The fit is not done right. The way I do the fit is wrong because I do non-linear least squares fitting to data points that are Poisson distributed. Notice, for example, that the errors in my fit are symmetric when they should not be. They are symmetric because the way the least squares fitting works.

It does not even matter whether I remove the background before the fit, because I would still be wrong to fit using least squares method as the method assumes normally distributed data points on the peak when in reality they are Poisson distributed.

So if the least squares method is wrong. What is the right method?

#### Attached Files:

• ###### fit.png
File size:
68.9 KB
Views:
126
8. Feb 28, 2015

### Stephen Tashi

Some useful keywords for searching are in the phrase "deconvolution of mixture distributions". You've defined the actual distributionas a "mixture" of two standard forms of probability distribution. From given data, you want to find how much each contributes to the total probability.

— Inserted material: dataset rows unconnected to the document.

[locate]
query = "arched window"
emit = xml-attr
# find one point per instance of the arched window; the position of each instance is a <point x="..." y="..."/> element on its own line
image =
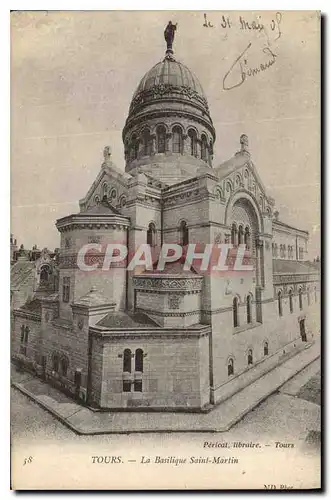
<point x="151" y="235"/>
<point x="160" y="139"/>
<point x="64" y="366"/>
<point x="177" y="140"/>
<point x="211" y="149"/>
<point x="134" y="147"/>
<point x="230" y="367"/>
<point x="235" y="312"/>
<point x="193" y="142"/>
<point x="184" y="236"/>
<point x="56" y="363"/>
<point x="247" y="238"/>
<point x="44" y="275"/>
<point x="104" y="190"/>
<point x="139" y="360"/>
<point x="204" y="152"/>
<point x="291" y="300"/>
<point x="280" y="304"/>
<point x="300" y="299"/>
<point x="249" y="308"/>
<point x="265" y="348"/>
<point x="127" y="361"/>
<point x="147" y="143"/>
<point x="234" y="234"/>
<point x="22" y="334"/>
<point x="240" y="235"/>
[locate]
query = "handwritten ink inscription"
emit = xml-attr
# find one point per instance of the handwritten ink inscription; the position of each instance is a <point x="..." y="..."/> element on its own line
<point x="240" y="69"/>
<point x="245" y="70"/>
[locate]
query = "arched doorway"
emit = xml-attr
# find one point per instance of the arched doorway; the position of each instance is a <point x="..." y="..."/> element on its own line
<point x="303" y="330"/>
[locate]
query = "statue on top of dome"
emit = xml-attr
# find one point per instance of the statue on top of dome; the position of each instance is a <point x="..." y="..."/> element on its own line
<point x="107" y="153"/>
<point x="169" y="35"/>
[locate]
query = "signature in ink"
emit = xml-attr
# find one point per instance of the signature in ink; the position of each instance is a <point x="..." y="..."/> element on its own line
<point x="245" y="71"/>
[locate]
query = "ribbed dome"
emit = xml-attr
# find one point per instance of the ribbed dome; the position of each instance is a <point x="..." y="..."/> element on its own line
<point x="170" y="72"/>
<point x="169" y="79"/>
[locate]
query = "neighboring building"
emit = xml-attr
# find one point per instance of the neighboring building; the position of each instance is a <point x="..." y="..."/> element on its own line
<point x="177" y="339"/>
<point x="30" y="278"/>
<point x="13" y="247"/>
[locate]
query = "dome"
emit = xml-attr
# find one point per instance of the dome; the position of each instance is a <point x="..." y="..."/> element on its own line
<point x="168" y="132"/>
<point x="169" y="79"/>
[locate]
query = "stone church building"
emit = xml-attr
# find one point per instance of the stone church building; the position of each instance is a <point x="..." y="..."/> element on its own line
<point x="177" y="339"/>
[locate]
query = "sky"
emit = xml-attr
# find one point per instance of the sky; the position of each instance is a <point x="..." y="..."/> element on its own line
<point x="73" y="74"/>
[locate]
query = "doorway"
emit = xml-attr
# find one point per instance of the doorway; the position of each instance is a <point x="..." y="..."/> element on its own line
<point x="303" y="330"/>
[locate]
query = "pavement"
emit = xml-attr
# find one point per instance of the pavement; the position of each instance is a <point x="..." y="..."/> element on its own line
<point x="85" y="421"/>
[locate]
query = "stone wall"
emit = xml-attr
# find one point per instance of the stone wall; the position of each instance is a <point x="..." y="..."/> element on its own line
<point x="175" y="372"/>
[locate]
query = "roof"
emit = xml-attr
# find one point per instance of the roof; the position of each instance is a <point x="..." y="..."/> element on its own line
<point x="294" y="267"/>
<point x="228" y="166"/>
<point x="93" y="298"/>
<point x="102" y="208"/>
<point x="283" y="224"/>
<point x="19" y="272"/>
<point x="33" y="306"/>
<point x="172" y="268"/>
<point x="120" y="319"/>
<point x="170" y="72"/>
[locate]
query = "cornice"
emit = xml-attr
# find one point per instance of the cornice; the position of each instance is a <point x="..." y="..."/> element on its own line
<point x="151" y="114"/>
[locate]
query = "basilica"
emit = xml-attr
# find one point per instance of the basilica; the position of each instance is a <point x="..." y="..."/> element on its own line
<point x="176" y="339"/>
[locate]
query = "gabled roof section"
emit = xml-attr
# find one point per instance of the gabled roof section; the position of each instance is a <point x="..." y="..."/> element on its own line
<point x="33" y="306"/>
<point x="121" y="319"/>
<point x="108" y="171"/>
<point x="19" y="272"/>
<point x="237" y="162"/>
<point x="103" y="208"/>
<point x="294" y="267"/>
<point x="93" y="299"/>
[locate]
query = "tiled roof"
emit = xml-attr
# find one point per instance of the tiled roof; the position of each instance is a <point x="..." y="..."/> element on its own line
<point x="19" y="272"/>
<point x="102" y="208"/>
<point x="294" y="267"/>
<point x="120" y="319"/>
<point x="93" y="298"/>
<point x="173" y="268"/>
<point x="33" y="306"/>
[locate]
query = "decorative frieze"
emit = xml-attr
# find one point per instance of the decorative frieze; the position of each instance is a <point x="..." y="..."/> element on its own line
<point x="294" y="278"/>
<point x="165" y="284"/>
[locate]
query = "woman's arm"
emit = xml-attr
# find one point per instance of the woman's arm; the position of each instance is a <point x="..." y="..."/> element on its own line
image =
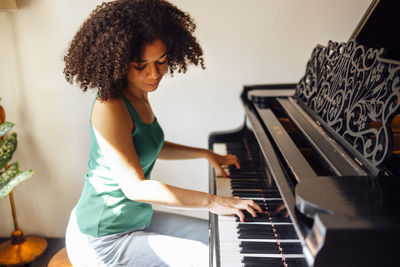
<point x="177" y="151"/>
<point x="113" y="127"/>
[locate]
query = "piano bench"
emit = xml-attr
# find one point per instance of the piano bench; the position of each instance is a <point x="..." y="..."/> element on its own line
<point x="60" y="259"/>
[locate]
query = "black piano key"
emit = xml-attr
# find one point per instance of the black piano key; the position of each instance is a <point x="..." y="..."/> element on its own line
<point x="282" y="231"/>
<point x="252" y="247"/>
<point x="257" y="194"/>
<point x="265" y="261"/>
<point x="262" y="261"/>
<point x="296" y="262"/>
<point x="270" y="247"/>
<point x="252" y="235"/>
<point x="261" y="217"/>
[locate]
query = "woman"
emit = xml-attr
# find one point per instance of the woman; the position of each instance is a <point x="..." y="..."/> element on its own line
<point x="123" y="51"/>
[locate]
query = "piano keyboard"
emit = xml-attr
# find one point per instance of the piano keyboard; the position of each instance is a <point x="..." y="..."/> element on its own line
<point x="266" y="240"/>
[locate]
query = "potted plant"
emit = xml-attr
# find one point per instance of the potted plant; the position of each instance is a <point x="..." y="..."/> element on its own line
<point x="19" y="249"/>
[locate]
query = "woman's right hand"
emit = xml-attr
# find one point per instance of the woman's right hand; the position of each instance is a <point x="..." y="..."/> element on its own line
<point x="233" y="206"/>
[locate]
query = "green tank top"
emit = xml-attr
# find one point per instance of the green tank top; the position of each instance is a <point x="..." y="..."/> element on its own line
<point x="103" y="208"/>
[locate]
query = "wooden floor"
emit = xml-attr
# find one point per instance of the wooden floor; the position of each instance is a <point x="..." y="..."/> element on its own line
<point x="53" y="246"/>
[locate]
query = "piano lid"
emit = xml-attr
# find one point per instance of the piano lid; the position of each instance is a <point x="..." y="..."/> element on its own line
<point x="379" y="28"/>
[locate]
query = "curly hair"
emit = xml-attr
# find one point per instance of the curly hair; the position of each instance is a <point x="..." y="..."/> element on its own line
<point x="116" y="33"/>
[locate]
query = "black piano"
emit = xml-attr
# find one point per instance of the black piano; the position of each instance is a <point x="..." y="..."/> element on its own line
<point x="321" y="157"/>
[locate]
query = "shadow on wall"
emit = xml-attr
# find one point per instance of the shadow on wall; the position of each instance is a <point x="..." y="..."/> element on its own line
<point x="23" y="3"/>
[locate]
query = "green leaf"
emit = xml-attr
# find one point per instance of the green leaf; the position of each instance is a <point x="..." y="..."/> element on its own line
<point x="5" y="127"/>
<point x="11" y="178"/>
<point x="7" y="148"/>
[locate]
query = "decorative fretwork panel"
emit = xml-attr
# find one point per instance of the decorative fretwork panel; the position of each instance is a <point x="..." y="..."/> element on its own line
<point x="354" y="92"/>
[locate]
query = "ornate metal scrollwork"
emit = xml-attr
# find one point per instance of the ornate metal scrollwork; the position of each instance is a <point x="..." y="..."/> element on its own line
<point x="355" y="93"/>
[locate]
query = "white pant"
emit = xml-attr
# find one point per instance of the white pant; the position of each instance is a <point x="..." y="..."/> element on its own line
<point x="170" y="240"/>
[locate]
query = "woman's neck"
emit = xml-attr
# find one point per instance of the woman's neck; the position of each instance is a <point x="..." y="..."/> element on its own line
<point x="136" y="95"/>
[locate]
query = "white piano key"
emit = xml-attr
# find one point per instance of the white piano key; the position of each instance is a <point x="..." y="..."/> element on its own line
<point x="220" y="148"/>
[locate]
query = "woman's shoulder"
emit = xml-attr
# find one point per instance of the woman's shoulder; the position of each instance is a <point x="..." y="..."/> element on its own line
<point x="111" y="111"/>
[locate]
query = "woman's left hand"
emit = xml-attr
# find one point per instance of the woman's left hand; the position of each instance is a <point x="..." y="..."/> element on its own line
<point x="221" y="161"/>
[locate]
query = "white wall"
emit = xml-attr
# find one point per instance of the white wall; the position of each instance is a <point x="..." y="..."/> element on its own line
<point x="245" y="42"/>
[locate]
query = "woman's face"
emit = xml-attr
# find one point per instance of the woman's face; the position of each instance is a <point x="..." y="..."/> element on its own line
<point x="145" y="74"/>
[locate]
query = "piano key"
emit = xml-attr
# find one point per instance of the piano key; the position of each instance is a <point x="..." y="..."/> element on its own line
<point x="270" y="247"/>
<point x="266" y="261"/>
<point x="220" y="148"/>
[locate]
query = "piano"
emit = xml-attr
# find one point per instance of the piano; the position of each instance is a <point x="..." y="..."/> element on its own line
<point x="321" y="157"/>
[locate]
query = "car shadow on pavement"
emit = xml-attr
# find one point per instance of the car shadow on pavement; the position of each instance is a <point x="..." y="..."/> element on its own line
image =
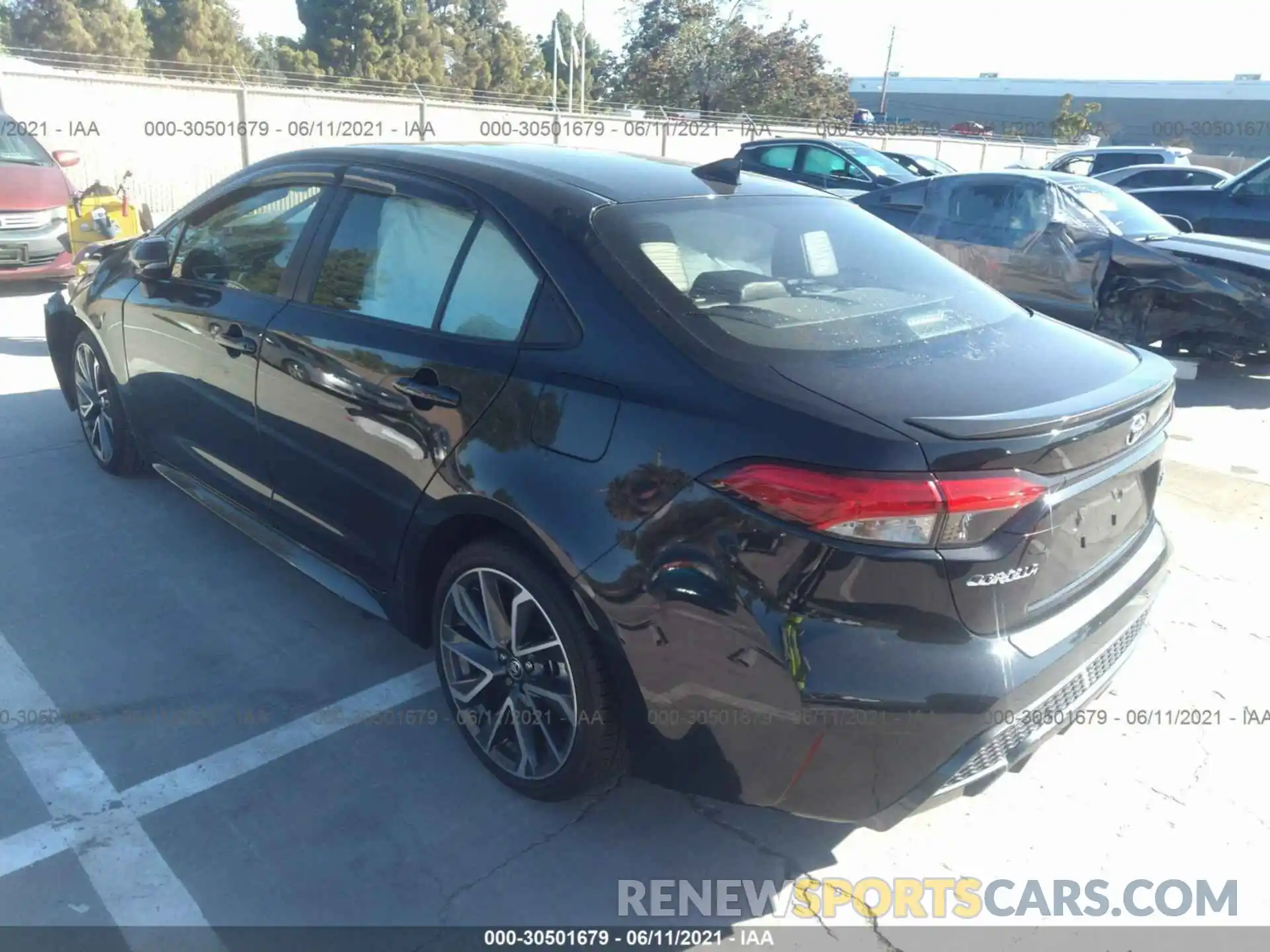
<point x="23" y="347"/>
<point x="384" y="824"/>
<point x="1238" y="386"/>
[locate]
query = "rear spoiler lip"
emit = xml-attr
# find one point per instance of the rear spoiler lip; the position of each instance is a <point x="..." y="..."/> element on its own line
<point x="1061" y="415"/>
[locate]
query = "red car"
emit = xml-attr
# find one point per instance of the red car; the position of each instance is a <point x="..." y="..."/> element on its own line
<point x="34" y="241"/>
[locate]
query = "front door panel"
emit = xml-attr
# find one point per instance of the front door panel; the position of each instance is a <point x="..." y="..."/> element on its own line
<point x="349" y="450"/>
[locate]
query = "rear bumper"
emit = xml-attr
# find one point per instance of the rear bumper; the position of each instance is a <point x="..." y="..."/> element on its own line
<point x="872" y="703"/>
<point x="1003" y="736"/>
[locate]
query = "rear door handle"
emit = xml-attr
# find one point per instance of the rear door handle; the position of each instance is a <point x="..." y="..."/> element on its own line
<point x="436" y="394"/>
<point x="237" y="343"/>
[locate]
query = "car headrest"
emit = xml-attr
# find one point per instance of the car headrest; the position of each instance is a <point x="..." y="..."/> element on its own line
<point x="657" y="241"/>
<point x="737" y="287"/>
<point x="806" y="255"/>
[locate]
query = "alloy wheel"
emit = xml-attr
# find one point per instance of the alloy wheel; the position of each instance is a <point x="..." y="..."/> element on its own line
<point x="93" y="400"/>
<point x="508" y="674"/>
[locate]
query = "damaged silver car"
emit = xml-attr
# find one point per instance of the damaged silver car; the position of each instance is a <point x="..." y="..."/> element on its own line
<point x="1089" y="254"/>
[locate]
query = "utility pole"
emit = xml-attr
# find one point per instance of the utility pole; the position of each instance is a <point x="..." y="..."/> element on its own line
<point x="886" y="75"/>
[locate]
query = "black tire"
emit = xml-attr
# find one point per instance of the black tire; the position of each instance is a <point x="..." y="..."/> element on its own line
<point x="106" y="428"/>
<point x="597" y="752"/>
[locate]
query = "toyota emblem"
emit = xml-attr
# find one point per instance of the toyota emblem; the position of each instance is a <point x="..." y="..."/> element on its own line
<point x="1137" y="427"/>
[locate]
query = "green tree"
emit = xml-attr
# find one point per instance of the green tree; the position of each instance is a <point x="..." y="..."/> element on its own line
<point x="783" y="73"/>
<point x="600" y="63"/>
<point x="356" y="38"/>
<point x="285" y="58"/>
<point x="486" y="52"/>
<point x="88" y="28"/>
<point x="1074" y="126"/>
<point x="196" y="32"/>
<point x="423" y="45"/>
<point x="706" y="55"/>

What geometry determines the bins? I don't follow the physics yet. Are the bins something non-geometric, like "frequency" or are they something geometric like "detector at (x,y)"?

It isn't clear what your definition of "confidence interval" is. Perhaps you are thinking of a Bayesian "credible interval".

Last edited: Mar 2, 2015
9. Jun 24, 2015

### Simon Bridge

Are you saying that each data point comes with an asymmetric uncertainty?
This does not mean that the parameters you are fitting to the data must be asymmetrically distributed as well, but it may do - and you want to be able to take that into account. So you need to know how to handle this situation.

So you need a refresher on asymmetric errors and their propagaton:
https://www.slac.stanford.edu/econf/C030908/papers/WEMT002.pdf
... you may also want to learn about the Hougaard measure of skewdness for a parameter estimated via non-linear regression.